The runway is your one reference line. The wind is one arrow. All you ever do is relate that arrow to that line. Simpler than ground nav, where you juggle two streets.
000 N · 045 NE · 090 E · 135 SE · 180 S · 225 SW · 270 W · 315 NW
Snap any heading to the nearest anchor, then nudge. 110 = a hair clockwise of E, leaning SE.
Runway number x10 = heading. 29 -> 290, 11 -> 110, 04 -> 040, 36 -> 360.
The two ends differ by 18 (=180 deg). 29 - 18 = 11.
Picture the wind as an arrow flying AT you from its source:
| Wind source vs your nose | Result |
|---|---|
| within 90 deg of nose | HEADWIND |
| about 90 deg off (side) | CROSSWIND |
| more than 90 deg off | TAILWIND |
The fraction is just gap / 60 - treat the degrees like minutes on a clock face.
Then multiply by wind speed to get crosswind in knots.
| Gap | gap / 60 | Fraction |
|---|---|---|
| 15 deg | 15/60 | 0.25 = 1/4 |
| 30 deg | 30/60 | 0.50 = 1/2 |
| 40 deg | 40/60 | 0.67 (two thirds) |
| 45 deg | 45/60 | 0.75 = 3/4 |
| 60+ deg | 60/60 | 1.0 = all of it |
The gap is the "minutes," 60 is the "full hour," the fraction falls right out. Slightly over-estimates past 60 deg - which is the safe way to be wrong.
ATIS: wind 250 at 12.
1. West-ish wind -> use RWY 29 (290 deg). That hands you the headwind.
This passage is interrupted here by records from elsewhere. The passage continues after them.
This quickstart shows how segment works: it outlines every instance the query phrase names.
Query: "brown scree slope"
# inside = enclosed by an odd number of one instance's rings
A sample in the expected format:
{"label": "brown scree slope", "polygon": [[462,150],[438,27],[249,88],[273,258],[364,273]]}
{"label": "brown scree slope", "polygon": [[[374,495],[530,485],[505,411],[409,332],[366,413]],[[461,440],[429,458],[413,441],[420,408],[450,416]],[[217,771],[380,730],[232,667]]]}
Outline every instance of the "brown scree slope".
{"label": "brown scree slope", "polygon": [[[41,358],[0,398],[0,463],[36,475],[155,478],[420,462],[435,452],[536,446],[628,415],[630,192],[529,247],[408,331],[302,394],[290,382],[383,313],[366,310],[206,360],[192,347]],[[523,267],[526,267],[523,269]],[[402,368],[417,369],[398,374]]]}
2. Gap = 290 - 250 = 40 deg. 40/60 = 0.67.
3. Crosswind = 12 x 0.67 = ~8 kt. The rest (12 x 0.77) is ~9 kt headwind.
4. 250 sits left of the 290 nose -> from the LEFT.
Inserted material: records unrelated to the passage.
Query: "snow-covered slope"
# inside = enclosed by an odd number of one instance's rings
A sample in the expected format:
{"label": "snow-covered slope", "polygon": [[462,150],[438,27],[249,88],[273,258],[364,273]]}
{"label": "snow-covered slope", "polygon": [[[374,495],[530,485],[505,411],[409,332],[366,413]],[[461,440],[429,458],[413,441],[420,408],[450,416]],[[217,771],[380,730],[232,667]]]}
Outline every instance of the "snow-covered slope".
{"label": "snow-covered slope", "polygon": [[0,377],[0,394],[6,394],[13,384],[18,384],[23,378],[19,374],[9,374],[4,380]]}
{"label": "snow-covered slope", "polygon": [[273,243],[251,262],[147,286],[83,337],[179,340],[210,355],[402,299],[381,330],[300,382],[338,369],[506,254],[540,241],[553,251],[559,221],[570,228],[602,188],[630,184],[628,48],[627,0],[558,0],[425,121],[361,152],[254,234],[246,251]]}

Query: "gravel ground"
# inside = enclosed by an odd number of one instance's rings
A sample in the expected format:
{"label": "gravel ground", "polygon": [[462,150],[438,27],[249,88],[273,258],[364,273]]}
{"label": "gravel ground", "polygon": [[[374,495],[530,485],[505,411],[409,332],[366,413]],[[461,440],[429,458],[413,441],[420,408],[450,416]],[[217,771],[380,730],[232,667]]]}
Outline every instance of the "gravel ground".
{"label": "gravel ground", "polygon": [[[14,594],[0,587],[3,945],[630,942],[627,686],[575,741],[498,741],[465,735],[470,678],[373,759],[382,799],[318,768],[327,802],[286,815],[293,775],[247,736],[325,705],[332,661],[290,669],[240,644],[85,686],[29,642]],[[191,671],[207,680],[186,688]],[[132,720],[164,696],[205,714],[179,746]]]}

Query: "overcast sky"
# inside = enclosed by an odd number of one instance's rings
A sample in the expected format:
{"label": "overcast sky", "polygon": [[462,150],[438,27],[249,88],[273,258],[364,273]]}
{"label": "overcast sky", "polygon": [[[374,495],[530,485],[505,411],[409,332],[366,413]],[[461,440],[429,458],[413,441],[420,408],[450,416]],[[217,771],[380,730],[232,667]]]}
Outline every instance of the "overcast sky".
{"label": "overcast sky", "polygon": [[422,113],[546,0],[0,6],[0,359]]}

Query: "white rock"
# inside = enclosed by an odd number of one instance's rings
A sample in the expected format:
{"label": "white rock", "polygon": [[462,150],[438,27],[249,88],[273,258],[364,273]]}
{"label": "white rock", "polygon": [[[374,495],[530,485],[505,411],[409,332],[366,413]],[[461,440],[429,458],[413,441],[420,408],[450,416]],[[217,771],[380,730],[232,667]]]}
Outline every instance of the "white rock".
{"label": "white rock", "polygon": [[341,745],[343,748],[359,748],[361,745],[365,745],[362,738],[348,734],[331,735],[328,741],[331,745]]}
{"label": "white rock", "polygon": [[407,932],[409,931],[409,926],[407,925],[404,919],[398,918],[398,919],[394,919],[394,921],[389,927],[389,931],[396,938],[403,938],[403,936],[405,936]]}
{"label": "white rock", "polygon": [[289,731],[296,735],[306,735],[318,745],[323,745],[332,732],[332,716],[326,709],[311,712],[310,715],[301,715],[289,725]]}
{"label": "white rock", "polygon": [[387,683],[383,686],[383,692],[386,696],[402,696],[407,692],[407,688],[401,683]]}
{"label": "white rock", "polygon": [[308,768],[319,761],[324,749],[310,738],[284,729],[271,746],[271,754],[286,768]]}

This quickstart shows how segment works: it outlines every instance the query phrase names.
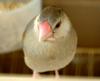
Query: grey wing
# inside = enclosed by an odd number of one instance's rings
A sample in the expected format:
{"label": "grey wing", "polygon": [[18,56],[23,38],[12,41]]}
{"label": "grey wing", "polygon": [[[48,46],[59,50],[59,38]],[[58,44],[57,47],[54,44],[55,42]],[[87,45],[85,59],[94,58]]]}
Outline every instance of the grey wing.
{"label": "grey wing", "polygon": [[30,20],[30,22],[26,25],[26,29],[23,32],[23,36],[22,36],[22,41],[24,40],[26,33],[32,29],[32,27],[34,27],[34,20],[35,18],[32,18],[32,20]]}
Call: left quartering headwind, about 8 cross.
Rotate the picture so the runway points up, then see which side the wind falls. Quick check: wind number lower than the runway heading -> usually LEFT; higher -> usually RIGHT.
BUT this flips across north. RWY 36 (360), wind 350: 350 looks "higher than 0," yet 350 is just left of north, so it is a LEFT crosswind. When numbers straddle 360, trust the picture, not the bigger/smaller shortcut. The TRAINER diagram always gets this right.